10 Key Enhancements in Kubernetes v1.36 for Workload-Aware Scheduling

Kubernetes v1.36 marks a significant leap forward in how the scheduler handles AI/ML and batch workloads. Building on the foundational Workload API introduced in v1.35, this release refines the architecture to improve scalability, atomicity, and flexibility. Below are the ten most important enhancements that make workload-aware scheduling more powerful and production-ready.

1. Clean Separation of Workload and PodGroup APIs

In v1.35, the Workload API bundled both the template and runtime state of Pod groups into a single resource. That design limited scalability because any change to a pod’s status required updating the parent Workload object. v1.36 splits these concerns: the Workload now acts exclusively as a static template, while the new PodGroup API handles runtime state. This separation allows controllers and the scheduler to work with lighter objects and enables per-replica sharding of status updates – a huge win for large-scale deployments.

10 Key Enhancements in Kubernetes v1.36 for Workload-Aware Scheduling

2. PodGroup API: The New Runtime Object

The PodGroup resource, part of scheduling.k8s.io/v1alpha2, captures the live scheduling state of a group of Pods that must run together. It holds the actual scheduling policy (e.g., gang scheduling parameters) and references the Workload template that created it.

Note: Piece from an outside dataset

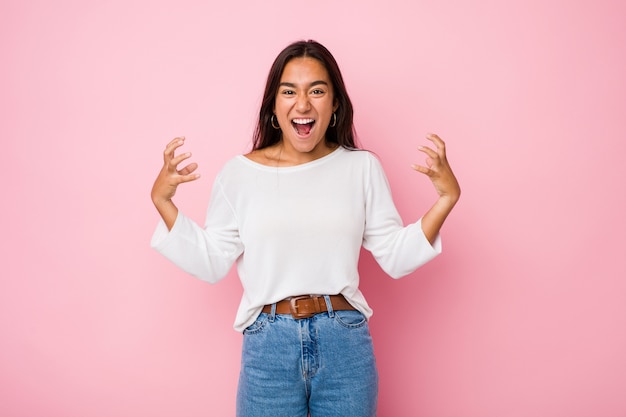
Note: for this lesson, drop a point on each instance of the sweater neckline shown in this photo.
(298, 167)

Its status field mirrors individual Pod conditions, giving the scheduler a consolidated view of the group’s health. This dedicated object simplifies debugging and allows independent lifecycle management for each Pod group.

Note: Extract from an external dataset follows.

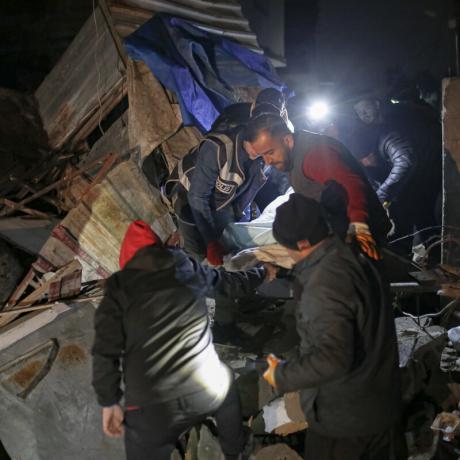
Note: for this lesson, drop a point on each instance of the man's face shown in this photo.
(368, 111)
(274, 151)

3. Workload API Becomes a Pure Template

Now that runtime state lives in the PodGroup, the Workload resource is streamlined. It defines one or more podGroupTemplates that specify the scheduling policy – for example, a gang policy with a minimum count of Pods. Workload controllers like the Job controller stamp out these templates to create PodGroup instances. Because the scheduler no longer needs to parse the Workload object, its logic becomes simpler and faster.

4. New PodGroup Scheduling Cycle in kube-scheduler

The kube-scheduler now includes a dedicated PodGroup scheduling cycle. This cycle processes PodGroups atomically, considering the group as a single unit rather than scheduling Pods one by one. It evaluates whether the entire group can be placed before committing any Pod, avoiding partial scheduling failures. This foundational change opens the door to more advanced group-aware scheduling strategies in future releases.

5. Atomic Workload Processing

With the new scheduling cycle, the scheduler treats each PodGroup as an atomic unit. For gang scheduling, this means the scheduler will only schedule the group if all required Pods can be placed simultaneously. This eliminates the “thundering herd” problem and wasted scheduling attempts. Atomic processing also improves predictability for batch jobs, ensuring that resources are not partially allocated and later rolled back.

6. Topology-Aware Scheduling (First Iteration)

v1.36 introduces the first iteration of topology-aware scheduling for PodGroups. When a Workload template includes topology constraints (e.g., spread across zones or nodes), the scheduler now considers these during the PodGroup scheduling cycle. It can co-locate or distribute Pod groups based on hardware topology, reducing latency for tightly coupled AI/ML training jobs and improving resilience for distributed workloads.

7. Workload-Aware Preemption (First Iteration)

Preemption logic in the scheduler now understands PodGroups. If a higher-priority PodGroup cannot schedule due to resource shortage, the scheduler can preempt individual Pods from lower-priority groups – but only if doing so frees enough resources for the entire higher-priority group. This workload-aware preemption avoids breaking atomicity and ensures that preemption decisions are group-conscious, not just Pod-conscious.

8. Dynamic Resource Allocation via ResourceClaim

With the new ResourceClaim support for PodGroups, administrators can leverage Kubernetes’ Dynamic Resource Allocation (DRA) for batch workloads. A Workload can request a set of ResourceClaims that are claimed as a group. The scheduler then coordinates resource allocation and deallocation across all Pods in the group. This is especially valuable for workloads that require GPUs, TPUs, or other specialized hardware that must be provisioned together.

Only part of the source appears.